A. Defendants Thomas Coughlin and Raul Russi:
In order to state a claim for a constitutional violation under § 1983, the plaintiff must allege personal involvement of each defendant. McKinnon v. Patterson, 568 F.2d 930, 934 (2d Cir. 1977), cert. denied, 434 U.S. 1087, 55 L. Ed. 2d 792, 98 S. Ct. 1282 (1978); Ayers v. Coughlin, 780 F.2d 205, 210 (2d Cir. 1985). The mere fact that the defendant was "in a high position of authority is an insufficient basis for the imposition of personal liability." McKinnon, 568 F.2d at 934; Al-Jundi v. Estate of Rockefeller, 885 F.2d 1060, 1065 (2d Cir. 1989). Nor does the doctrine of respondeat superior suffice to demonstrate personal responsibility of a defendant. Al-Jundi, 885 F.2d at 1065.
Plaintiff apparently bases his claim against defendant Thomas Coughlin on the fact that he has legal custody of plaintiff. Plaintiff's claim against Russi is apparently based upon the fact that Russi is the Chairman of the New York State Board of Parole and that he is the employer of defendant Veronica Thomas. Plaintiff does not assert that either Chairman Russi or Commissioner Coughlin were in any way directly involved with the decision to revoke his parole. Accordingly, plaintiff's complaint fails to state a cause of action against defendants Coughlin and Russi.
B. Defendant Veronica Thomas:
Defendant claims that Parole Board Member Veronica Thomas violated his constitutional rights by relying on false testimony when revoking his parole. Neither the Supreme Court nor the Second Circuit has definitively answered the question of whether state parole officials enjoy absolute immunity from suit. This court and other district courts in the Second Circuit have, however, adopted the view of several other circuits, that state parole officials do enjoy absolute or quasi-judicial immunity when acting in their official capacity. Vinson v. Barkley, Civ-85-1451T, at 3 - 4 (W.D.N.Y. June 30, 1986) (citing Sellars v. Procunier, 641 F.2d 1295, 1301 (9th Cir.), cert. denied, 454 U.S. 1102, 70 L. Ed. 2d 644, 102 S. Ct. 678 (1981)); Doe v. United Social and Mental Health Services, 670 F. Supp. 1121, 1124 (D. Conn. 1987). Accordingly, because defendant Thomas was acting in her role as a Parole Board Member when she revoked plaintiff's parole, she is entitled to absolute immunity from his § 1983 action for money damages.

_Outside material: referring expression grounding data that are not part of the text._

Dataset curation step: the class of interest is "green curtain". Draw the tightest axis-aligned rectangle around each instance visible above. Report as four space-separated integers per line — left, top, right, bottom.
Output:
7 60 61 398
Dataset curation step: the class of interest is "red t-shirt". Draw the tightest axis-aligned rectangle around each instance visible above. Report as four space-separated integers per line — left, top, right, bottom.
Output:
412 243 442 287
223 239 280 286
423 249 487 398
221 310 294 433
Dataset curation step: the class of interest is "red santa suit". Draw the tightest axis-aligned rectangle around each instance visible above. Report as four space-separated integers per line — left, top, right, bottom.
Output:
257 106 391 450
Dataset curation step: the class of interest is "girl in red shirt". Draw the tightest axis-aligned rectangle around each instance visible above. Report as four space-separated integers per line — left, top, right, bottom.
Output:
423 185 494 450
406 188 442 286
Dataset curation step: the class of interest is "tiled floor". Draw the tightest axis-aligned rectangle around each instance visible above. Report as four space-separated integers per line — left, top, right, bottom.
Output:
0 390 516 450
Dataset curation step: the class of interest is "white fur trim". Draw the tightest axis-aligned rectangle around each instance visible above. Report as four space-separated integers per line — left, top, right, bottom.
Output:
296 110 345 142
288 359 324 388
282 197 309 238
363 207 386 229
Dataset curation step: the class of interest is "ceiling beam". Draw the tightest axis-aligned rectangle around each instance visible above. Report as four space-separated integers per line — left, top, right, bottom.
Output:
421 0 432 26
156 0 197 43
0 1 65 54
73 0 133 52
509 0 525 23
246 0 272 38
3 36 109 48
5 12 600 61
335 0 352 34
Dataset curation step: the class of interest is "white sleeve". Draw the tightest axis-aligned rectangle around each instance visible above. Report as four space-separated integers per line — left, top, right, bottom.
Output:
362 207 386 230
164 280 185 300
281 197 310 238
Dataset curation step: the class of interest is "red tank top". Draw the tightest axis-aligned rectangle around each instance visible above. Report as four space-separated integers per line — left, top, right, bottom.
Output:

C. Defendant Norman Lewis:
Although it is not clear from his complaint, plaintiff appears to allege that defendant Lewis filed the Notice of Parole Violation knowing that the plaintiff was not involved in the alleged sexual assault and robbery of the victim. In his complaint, plaintiff alleges that
during Parole Officer Norman Lewis' Investigation he came to the conclusion that I did not have anything to do with the alleged ROBBERY OR SEXUAL ABUSE. He also went so far as to inform friends and family members that the only involvement that I had with the alleged Robbery or Sexual Abuse was that I was driving the car that these alleged crimes occurred in.